Quelques minutes après ; en fait, dès que les résultats des scanners demandés
par les médecins après la troisième intervention ont été obtenus et interprétés,
le porte-parole de l’hôpital se re-pointe devant le portail et s’embarque dans
de nouvelles explications encore plus pointues que les précédentes : “Il y a
toujours des séquelles dans des cas comme celui-là. Nous devons attendre
d'observer sa réaction lorsque nous allons diminuer le dosage des sédatifs qui
lui sont administrés. Au cours de l'opération, la pression crânienne a été
atténuée et une partie des caillots qui restaient de la première opération a été
évacuée. Après cette opération, il n'y a plus de saignement.” Les journalistes
qui font le pied-de-grue devant l’hosto n’ont pas le temps de prendre des notes,
de griller une cigarette ou de s’envoyer un café chaud que le porte-parole de
l’hôpital revient pour annoncer que l’état d’Ariel Sharon est “grave,
préoccupant mais stationnaire”. Et qu’à ce stade des soins, “il est prématuré de
se prononcer sur le caractère complètement irréversible des séquelles”. Avant de
repartir aux nouvelles, à l’intérieur de la structure hospitalière, le
porte-parole tient tout de même à préciser aux journalistes, aux photographes et
même aux badauds, aux quidams attroupés devant le portail que les deux fils de
Sharon sont en ce moment à son chevet.

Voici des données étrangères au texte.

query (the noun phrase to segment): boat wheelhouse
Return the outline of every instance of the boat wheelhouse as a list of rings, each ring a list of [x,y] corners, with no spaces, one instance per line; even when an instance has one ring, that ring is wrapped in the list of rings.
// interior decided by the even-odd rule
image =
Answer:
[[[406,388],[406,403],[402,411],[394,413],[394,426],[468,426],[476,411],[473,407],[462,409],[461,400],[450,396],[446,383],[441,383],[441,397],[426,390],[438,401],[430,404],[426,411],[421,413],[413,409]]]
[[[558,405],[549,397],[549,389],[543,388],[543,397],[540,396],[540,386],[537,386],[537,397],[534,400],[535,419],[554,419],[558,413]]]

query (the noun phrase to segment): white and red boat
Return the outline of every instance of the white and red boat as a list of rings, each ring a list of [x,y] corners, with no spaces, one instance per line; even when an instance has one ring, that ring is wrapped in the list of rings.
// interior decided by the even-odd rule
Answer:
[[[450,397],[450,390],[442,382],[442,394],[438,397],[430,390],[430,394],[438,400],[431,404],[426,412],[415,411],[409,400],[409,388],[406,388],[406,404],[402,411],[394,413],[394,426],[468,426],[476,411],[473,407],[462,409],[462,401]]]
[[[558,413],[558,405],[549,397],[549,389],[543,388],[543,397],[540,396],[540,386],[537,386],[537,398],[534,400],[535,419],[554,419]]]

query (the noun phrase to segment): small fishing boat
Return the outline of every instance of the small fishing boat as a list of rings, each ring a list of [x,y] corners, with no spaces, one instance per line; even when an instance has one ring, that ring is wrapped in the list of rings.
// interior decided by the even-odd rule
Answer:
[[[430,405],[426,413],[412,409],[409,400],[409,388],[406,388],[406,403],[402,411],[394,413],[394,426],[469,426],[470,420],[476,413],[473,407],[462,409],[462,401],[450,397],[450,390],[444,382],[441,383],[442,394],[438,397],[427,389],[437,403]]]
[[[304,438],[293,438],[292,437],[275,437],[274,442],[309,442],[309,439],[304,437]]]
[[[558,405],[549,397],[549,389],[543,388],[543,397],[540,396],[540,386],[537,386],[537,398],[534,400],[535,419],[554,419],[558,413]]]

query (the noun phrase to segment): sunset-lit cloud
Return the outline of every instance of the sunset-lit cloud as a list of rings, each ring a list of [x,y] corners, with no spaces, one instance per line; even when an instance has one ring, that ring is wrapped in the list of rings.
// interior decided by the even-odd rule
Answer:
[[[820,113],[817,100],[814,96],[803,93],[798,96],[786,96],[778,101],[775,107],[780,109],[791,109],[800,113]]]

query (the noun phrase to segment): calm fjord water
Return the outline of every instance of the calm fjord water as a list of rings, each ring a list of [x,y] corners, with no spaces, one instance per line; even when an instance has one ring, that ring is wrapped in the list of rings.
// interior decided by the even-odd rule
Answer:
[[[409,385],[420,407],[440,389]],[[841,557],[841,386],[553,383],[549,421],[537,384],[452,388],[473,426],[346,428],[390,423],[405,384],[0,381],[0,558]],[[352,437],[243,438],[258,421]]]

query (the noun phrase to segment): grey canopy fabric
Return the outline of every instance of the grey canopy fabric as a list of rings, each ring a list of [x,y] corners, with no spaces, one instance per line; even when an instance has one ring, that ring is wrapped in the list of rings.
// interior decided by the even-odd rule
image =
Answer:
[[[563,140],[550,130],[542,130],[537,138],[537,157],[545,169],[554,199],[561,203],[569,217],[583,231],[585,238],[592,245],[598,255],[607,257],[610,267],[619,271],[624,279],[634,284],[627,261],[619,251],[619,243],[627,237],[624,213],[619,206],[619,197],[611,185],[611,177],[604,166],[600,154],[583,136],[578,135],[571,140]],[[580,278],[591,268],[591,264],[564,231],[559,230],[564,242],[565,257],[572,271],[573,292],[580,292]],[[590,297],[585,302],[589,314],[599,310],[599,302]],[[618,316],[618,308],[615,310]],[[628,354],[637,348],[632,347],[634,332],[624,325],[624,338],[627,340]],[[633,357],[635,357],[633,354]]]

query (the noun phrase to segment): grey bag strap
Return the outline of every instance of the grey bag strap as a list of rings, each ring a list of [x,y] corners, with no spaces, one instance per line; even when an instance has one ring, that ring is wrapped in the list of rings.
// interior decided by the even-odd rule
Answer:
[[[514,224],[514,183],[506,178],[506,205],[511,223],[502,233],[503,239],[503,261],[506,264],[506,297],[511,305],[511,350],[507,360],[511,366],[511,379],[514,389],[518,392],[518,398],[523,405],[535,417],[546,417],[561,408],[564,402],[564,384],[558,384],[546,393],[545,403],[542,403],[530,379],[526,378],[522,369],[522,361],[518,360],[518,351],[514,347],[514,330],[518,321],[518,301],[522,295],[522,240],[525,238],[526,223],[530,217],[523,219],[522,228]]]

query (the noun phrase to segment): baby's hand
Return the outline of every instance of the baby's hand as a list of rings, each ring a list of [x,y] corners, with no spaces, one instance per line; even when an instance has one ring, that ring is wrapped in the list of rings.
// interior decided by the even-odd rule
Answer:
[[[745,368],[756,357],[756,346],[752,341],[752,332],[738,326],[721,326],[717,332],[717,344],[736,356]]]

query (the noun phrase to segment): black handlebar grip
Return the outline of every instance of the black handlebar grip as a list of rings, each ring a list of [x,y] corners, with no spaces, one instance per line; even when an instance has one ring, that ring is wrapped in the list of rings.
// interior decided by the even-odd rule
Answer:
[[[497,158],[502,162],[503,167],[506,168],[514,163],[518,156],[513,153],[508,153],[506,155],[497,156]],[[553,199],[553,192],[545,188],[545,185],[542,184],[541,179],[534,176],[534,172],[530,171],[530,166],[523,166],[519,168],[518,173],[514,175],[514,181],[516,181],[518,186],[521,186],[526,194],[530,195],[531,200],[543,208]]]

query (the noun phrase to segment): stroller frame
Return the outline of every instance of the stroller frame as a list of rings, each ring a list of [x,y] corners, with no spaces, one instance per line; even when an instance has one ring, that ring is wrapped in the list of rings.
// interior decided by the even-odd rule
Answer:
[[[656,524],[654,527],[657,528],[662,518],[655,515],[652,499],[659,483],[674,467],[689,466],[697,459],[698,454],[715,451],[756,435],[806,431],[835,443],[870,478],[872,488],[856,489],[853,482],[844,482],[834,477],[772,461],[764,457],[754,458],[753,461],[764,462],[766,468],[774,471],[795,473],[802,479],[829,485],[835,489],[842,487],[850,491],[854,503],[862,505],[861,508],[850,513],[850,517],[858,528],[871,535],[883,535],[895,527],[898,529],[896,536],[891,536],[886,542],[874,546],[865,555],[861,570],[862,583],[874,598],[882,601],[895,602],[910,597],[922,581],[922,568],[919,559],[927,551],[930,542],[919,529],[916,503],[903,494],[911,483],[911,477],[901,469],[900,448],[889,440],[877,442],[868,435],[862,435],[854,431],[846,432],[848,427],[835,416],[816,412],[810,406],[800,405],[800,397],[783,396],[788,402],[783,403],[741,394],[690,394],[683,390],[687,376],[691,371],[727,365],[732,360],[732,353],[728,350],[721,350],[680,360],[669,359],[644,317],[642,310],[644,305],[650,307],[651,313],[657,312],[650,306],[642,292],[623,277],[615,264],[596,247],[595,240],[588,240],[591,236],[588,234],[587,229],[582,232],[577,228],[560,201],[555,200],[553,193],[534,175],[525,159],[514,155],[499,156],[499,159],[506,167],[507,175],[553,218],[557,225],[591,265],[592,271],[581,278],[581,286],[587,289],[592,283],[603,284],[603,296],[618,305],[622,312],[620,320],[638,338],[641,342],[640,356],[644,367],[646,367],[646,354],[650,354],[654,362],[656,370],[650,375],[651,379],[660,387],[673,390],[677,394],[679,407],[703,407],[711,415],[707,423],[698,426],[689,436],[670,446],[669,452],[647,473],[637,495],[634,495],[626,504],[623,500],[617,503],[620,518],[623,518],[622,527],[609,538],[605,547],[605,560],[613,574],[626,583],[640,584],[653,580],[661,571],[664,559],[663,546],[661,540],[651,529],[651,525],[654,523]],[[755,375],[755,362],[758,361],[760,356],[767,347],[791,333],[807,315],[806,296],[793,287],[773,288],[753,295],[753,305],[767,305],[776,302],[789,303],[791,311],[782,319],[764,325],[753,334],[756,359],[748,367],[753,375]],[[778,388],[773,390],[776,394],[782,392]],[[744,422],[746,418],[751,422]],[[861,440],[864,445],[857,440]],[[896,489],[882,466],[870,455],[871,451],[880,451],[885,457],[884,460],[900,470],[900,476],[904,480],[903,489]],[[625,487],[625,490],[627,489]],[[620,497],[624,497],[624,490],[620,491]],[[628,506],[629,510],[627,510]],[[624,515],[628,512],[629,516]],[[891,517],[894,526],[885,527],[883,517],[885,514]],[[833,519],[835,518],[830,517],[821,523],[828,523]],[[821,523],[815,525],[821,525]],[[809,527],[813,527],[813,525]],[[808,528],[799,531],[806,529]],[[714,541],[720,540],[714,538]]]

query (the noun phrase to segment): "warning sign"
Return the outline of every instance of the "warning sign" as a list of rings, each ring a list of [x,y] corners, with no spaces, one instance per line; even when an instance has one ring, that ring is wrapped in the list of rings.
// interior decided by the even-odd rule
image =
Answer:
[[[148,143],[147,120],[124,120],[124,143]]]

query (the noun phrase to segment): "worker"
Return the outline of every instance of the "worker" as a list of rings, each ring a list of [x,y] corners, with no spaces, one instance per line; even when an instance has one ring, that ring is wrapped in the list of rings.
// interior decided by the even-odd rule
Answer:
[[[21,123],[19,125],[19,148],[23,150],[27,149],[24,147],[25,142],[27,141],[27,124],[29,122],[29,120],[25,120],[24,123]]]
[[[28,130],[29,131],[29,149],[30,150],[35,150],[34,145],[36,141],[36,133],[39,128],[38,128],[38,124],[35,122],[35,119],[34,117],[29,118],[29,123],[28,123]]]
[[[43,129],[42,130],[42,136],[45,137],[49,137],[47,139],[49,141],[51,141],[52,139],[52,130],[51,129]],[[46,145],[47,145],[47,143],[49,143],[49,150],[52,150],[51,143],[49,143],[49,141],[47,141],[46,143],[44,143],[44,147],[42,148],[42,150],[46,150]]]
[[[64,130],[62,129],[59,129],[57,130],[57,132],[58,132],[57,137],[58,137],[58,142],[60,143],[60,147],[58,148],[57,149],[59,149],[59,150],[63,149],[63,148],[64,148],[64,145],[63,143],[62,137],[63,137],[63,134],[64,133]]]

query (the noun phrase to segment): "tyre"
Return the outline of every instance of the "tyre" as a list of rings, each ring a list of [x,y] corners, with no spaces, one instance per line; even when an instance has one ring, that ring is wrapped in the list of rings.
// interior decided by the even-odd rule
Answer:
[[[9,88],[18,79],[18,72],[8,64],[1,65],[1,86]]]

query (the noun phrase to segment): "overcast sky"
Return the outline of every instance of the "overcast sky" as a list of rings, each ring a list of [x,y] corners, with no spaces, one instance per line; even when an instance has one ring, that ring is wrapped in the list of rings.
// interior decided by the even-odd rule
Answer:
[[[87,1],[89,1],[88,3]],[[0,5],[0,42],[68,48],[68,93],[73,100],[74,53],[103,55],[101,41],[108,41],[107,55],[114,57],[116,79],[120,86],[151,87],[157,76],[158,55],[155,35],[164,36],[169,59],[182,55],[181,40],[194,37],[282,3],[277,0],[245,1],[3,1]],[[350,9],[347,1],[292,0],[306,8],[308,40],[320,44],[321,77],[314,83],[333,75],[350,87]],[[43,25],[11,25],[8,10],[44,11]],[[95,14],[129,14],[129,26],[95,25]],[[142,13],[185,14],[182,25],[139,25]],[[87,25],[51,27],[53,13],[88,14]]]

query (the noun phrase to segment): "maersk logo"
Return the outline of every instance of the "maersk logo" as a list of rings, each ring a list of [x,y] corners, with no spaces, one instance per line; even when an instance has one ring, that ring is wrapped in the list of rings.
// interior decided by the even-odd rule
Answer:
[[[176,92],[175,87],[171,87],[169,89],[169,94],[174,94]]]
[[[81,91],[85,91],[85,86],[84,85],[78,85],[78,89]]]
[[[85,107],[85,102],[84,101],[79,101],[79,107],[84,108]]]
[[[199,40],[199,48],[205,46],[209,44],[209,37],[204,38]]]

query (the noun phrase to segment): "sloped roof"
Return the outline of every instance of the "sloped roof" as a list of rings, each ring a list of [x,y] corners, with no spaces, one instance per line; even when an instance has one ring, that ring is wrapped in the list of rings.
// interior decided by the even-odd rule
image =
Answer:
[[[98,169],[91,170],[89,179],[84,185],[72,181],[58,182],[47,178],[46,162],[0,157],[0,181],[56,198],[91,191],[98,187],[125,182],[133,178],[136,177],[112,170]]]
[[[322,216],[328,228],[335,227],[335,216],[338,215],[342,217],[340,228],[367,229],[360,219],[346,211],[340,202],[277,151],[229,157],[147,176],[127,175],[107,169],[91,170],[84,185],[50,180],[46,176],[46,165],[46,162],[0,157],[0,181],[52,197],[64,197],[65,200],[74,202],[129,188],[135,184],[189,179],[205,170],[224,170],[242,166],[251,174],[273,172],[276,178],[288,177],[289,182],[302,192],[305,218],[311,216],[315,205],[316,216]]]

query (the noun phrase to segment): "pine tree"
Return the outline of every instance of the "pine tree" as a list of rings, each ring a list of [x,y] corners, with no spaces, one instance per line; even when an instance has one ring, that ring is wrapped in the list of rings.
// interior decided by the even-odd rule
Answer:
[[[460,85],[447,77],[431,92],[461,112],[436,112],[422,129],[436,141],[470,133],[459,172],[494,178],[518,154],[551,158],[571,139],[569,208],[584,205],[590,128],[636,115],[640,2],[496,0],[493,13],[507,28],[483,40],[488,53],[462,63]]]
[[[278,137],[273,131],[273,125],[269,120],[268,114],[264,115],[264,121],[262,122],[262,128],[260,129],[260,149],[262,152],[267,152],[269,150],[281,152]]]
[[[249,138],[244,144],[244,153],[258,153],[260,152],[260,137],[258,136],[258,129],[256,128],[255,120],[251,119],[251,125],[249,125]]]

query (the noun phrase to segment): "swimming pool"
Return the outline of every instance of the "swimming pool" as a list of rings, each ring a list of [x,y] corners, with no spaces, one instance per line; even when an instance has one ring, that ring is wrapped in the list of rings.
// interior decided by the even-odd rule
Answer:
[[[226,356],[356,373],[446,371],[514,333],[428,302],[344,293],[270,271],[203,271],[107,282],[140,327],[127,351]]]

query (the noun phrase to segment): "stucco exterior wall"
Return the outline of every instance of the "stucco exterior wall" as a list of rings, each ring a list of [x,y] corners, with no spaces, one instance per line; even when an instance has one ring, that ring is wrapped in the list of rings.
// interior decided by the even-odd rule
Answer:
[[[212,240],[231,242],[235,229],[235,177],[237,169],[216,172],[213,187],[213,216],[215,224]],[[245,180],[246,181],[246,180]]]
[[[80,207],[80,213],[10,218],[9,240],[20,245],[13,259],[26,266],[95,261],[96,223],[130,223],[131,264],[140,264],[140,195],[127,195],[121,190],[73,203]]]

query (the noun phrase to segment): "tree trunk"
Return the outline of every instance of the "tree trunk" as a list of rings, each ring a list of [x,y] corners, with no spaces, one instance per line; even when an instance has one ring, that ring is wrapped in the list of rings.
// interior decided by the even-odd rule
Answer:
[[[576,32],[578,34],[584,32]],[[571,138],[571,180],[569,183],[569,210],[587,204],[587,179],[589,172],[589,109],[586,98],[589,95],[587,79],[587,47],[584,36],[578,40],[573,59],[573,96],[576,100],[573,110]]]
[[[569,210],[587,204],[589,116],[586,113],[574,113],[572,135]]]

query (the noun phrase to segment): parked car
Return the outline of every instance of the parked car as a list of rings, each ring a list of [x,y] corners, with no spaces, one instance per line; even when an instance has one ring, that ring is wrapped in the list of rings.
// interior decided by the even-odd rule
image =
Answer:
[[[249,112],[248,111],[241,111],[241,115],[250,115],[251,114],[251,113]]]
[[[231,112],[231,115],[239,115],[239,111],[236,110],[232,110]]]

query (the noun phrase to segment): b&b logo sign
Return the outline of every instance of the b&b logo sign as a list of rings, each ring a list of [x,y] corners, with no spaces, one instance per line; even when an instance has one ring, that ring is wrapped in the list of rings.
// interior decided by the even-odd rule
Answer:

Il est sûr que si personne ne dit à cet
aimable et bavard porte-parole que là, c’est bon, nous avons un max d’infos, il
va nous revenir dans cinq minutes pour nous dire que l’infirmière a changé les
draps. Dans dix minutes pour nous révéler que le médecin a ordonné de retirer
les fleurs de la chambre du Premier ministre israélien, car pouvant l’incommoder
par leurs senteurs. Dans un quart d’heure pour nous informer que l’un des fils
Sharon tient en permanence la main de son père afin de lui transmettre tout son
amour et son soutien. Et dans une demi-heure pour nous jurer que le chirurgien
qui a opéré Sharon a profité d’un moment de répit, durant sa garde, pour
téléphoner chez lui, prendre des nouvelles de son épouse et de ses enfants qu’il
n’a pas vus depuis plus de 72 heures ; en fait, depuis qu’on lui a confié
l’illustre patient. Trop, c’est trop ! Un porte-parole qui n’arrête pas
d’informer. Des communiqués de santé qui pleuvent en cascade. Une
hospitalisation comme si vous y étiez, en direct live, nous, ici, on n’est
franchement pas habitués à ces mœurs bizarres. Je trouve même cela étranger. Ils
doivent nous cacher quelque chose, les Israéliens. Comme d’habitude. Je fume du
thé et je reste éveillé, le cauchemar continue.
H. L.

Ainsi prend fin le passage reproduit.